-18x^{2}+60x+272=0

All equations of the form ax^{2}+bx+c=0 can be solved using the quadratic formula: \frac{-b±\sqrt{b^{2}-4ac}}{2a}. The quadratic formula gives two solutions, one when ± is addition and one when it is subtraction.

x=\frac{-60±\sqrt{60^{2}-4\left(-18\right)\times 272}}{2\left(-18\right)}

This equation is in standard form: ax^{2}+bx+c=0. Substitute -18 for a, 60 for b, and 272 for c in the quadratic formula, \frac{-b±\sqrt{b^{2}-4ac}}{2a}.

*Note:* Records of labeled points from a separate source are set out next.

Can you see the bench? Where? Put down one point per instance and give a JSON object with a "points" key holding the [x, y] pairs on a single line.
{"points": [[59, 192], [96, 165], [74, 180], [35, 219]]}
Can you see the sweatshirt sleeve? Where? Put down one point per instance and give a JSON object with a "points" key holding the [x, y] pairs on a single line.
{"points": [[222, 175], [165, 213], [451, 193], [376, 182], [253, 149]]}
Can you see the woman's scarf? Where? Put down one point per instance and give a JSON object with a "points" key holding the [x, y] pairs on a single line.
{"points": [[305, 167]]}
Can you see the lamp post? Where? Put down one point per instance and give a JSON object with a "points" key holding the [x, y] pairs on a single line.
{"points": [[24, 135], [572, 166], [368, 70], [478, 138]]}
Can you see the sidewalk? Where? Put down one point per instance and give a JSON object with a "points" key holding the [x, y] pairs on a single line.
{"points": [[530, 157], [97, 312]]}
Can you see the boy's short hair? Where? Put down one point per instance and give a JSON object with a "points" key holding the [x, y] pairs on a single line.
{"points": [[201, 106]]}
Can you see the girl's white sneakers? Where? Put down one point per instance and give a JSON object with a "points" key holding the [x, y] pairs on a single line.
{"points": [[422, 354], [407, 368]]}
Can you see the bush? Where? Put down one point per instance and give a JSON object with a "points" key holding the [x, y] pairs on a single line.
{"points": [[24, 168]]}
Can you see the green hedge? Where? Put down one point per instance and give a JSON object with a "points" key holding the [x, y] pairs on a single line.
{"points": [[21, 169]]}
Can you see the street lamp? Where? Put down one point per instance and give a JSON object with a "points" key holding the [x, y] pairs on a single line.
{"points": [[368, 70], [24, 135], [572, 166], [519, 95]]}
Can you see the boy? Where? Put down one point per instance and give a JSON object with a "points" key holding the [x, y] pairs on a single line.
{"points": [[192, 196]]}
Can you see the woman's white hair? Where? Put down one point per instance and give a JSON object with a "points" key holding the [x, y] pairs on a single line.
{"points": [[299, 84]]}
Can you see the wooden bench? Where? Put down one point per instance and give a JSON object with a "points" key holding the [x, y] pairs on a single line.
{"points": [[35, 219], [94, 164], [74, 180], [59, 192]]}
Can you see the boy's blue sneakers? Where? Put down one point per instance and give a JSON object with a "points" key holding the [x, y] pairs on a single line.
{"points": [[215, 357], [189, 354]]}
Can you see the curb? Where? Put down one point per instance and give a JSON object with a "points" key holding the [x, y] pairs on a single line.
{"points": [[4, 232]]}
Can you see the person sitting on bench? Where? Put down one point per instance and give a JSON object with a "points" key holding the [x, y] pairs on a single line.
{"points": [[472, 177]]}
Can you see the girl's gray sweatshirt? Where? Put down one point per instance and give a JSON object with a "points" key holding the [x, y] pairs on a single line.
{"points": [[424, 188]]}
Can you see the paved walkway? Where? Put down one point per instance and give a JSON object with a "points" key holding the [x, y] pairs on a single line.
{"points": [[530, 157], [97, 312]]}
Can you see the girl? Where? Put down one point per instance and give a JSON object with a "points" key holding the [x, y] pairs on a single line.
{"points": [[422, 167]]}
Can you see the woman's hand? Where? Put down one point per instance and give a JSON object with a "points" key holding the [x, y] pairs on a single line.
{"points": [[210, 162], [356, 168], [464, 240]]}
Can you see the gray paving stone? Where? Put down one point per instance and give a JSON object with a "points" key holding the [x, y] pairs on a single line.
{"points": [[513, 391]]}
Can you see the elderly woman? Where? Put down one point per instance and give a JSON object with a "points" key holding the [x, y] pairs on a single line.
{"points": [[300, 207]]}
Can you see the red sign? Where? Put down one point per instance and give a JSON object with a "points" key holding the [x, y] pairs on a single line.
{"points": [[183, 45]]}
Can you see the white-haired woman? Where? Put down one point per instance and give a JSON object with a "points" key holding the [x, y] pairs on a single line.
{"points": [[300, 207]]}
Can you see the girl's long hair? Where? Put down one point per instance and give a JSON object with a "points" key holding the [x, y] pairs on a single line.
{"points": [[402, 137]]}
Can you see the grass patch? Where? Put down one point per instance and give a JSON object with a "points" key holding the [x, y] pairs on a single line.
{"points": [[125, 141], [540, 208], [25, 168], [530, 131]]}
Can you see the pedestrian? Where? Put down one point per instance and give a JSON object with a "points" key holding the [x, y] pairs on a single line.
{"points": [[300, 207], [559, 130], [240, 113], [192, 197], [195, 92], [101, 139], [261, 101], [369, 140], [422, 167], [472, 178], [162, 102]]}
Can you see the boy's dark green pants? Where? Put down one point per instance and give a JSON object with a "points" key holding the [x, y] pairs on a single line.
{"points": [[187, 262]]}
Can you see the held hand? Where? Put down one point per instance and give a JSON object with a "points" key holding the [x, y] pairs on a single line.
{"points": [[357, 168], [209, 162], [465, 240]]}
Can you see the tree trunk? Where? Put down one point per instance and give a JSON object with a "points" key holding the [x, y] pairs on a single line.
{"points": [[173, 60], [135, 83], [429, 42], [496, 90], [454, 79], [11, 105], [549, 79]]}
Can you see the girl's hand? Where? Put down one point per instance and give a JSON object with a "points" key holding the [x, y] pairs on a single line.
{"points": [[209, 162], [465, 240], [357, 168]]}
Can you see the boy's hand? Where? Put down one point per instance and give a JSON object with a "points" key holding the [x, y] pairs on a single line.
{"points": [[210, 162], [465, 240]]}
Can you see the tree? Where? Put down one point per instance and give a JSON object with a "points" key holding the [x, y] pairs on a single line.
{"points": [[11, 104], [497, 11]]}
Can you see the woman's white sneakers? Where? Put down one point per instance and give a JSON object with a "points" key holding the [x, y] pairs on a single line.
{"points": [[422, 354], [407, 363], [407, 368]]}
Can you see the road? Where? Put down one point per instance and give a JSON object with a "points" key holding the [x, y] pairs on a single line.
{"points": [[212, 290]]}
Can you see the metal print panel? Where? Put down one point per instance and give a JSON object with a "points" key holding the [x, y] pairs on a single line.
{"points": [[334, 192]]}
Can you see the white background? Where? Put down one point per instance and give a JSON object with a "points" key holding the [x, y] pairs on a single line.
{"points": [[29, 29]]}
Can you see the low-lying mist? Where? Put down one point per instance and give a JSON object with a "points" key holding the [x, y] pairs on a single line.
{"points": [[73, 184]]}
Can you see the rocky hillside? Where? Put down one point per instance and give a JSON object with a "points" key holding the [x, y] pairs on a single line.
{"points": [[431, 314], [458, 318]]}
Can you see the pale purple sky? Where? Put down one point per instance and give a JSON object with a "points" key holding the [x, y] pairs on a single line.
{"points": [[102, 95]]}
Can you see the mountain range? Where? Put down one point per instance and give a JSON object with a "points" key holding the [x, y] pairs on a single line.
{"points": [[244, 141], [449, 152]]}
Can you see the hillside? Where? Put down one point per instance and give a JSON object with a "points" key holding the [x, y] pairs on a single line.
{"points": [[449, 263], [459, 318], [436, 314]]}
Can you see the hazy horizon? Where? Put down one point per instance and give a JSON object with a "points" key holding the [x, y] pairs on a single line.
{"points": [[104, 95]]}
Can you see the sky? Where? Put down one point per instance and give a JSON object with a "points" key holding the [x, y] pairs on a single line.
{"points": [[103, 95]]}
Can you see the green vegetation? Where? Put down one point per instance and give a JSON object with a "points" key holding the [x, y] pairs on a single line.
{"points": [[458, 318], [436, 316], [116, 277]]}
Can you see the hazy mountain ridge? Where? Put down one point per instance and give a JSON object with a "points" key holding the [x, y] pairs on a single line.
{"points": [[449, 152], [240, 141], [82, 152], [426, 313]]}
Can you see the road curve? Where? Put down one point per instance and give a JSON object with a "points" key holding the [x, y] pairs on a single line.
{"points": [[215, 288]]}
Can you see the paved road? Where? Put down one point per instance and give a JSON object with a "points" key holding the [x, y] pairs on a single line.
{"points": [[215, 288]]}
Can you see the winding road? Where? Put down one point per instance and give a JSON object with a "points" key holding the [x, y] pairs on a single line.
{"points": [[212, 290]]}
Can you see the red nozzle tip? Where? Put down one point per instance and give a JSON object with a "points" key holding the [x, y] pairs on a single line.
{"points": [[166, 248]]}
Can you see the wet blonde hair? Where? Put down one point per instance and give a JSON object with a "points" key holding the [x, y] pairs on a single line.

x=\frac{-60±\sqrt{3600-4\left(-18\right)\times 272}}{2\left(-18\right)}

Square 60.

x=\frac{-60±\sqrt{3600+72\times 272}}{2\left(-18\right)}

Multiply -4 times -18.

x=\frac{-60±\sqrt{3600+19584}}{2\left(-18\right)}

Multiply 72 times 272.

x=\frac{-60±\sqrt{23184}}{2\left(-18\right)}

Add 3600 to 19584.

x=\frac{-60±12\sqrt{161}}{2\left(-18\right)}

Take the square root of 23184.

x=\frac{-60±12\sqrt{161}}{-36}

Multiply 2 times -18.

x=\frac{12\sqrt{161}-60}{-36}

Now solve the equation x=\frac{-60±12\sqrt{161}}{-36} when ± is plus. Add -60 to 12\sqrt{161}.

x=\frac{5-\sqrt{161}}{3}

Divide -60+12\sqrt{161} by -36.

x=\frac{-12\sqrt{161}-60}{-36}

Now solve the equation x=\frac{-60±12\sqrt{161}}{-36} when ± is minus. Subtract 12\sqrt{161} from -60.

x=\frac{\sqrt{161}+5}{3}

Divide -60-12\sqrt{161} by -36.

x=\frac{5-\sqrt{161}}{3} x=\frac{\sqrt{161}+5}{3}

The equation is now solved.

-18x^{2}+60x+272=0

Quadratic equations such as this one can be solved by completing the square. In order to complete the square, the equation must first be in the form x^{2}+bx=c.

-18x^{2}+60x+272-272=-272

Subtract 272 from both sides of the equation.

-18x^{2}+60x=-272

Subtracting 272 from itself leaves 0.

\frac{-18x^{2}+60x}{-18}=-\frac{272}{-18}

Divide both sides by -18.

x^{2}+\frac{60}{-18}x=-\frac{272}{-18}

Dividing by -18 undoes the multiplication by -18.

x^{2}-\frac{10}{3}x=-\frac{272}{-18}

Reduce the fraction \frac{60}{-18} to lowest terms by extracting and canceling out 6.

x^{2}-\frac{10}{3}x=\frac{136}{9}

Reduce the fraction \frac{-272}{-18} to lowest terms by extracting and canceling out 2.

x^{2}-\frac{10}{3}x+\left(-\frac{5}{3}\right)^{2}=\frac{136}{9}+\left(-\frac{5}{3}\right)^{2}

Divide -\frac{10}{3}, the coefficient of the x term, by 2 to get -\frac{5}{3}. Then add the square of -\frac{5}{3} to both sides of the equation. This step makes the left hand side of the equation a perfect square.

x^{2}-\frac{10}{3}x+\frac{25}{9}=\frac{136+25}{9}

Square -\frac{5}{3} by squaring both the numerator and the denominator of the fraction.

x^{2}-\frac{10}{3}x+\frac{25}{9}=\frac{161}{9}

Add \frac{136}{9} to \frac{25}{9} by finding a common denominator and adding the numerators. Then reduce the fraction to lowest terms if possible.

\left(x-\frac{5}{3}\right)^{2}=\frac{161}{9}

Factor x^{2}-\frac{10}{3}x+\frac{25}{9}. In general, when x^{2}+bx+c is a perfect square, it can always be factored as \left(x+\frac{b}{2}\right)^{2}.

\sqrt{\left(x-\frac{5}{3}\right)^{2}}=\sqrt{\frac{161}{9}}

Take the square root of both sides of the equation.

x-\frac{5}{3}=\frac{\sqrt{161}}{3} x-\frac{5}{3}=-\frac{\sqrt{161}}{3}

Simplify.

x=\frac{\sqrt{161}+5}{3} x=\frac{5-\sqrt{161}}{3}

Add \frac{5}{3} to both sides of the equation.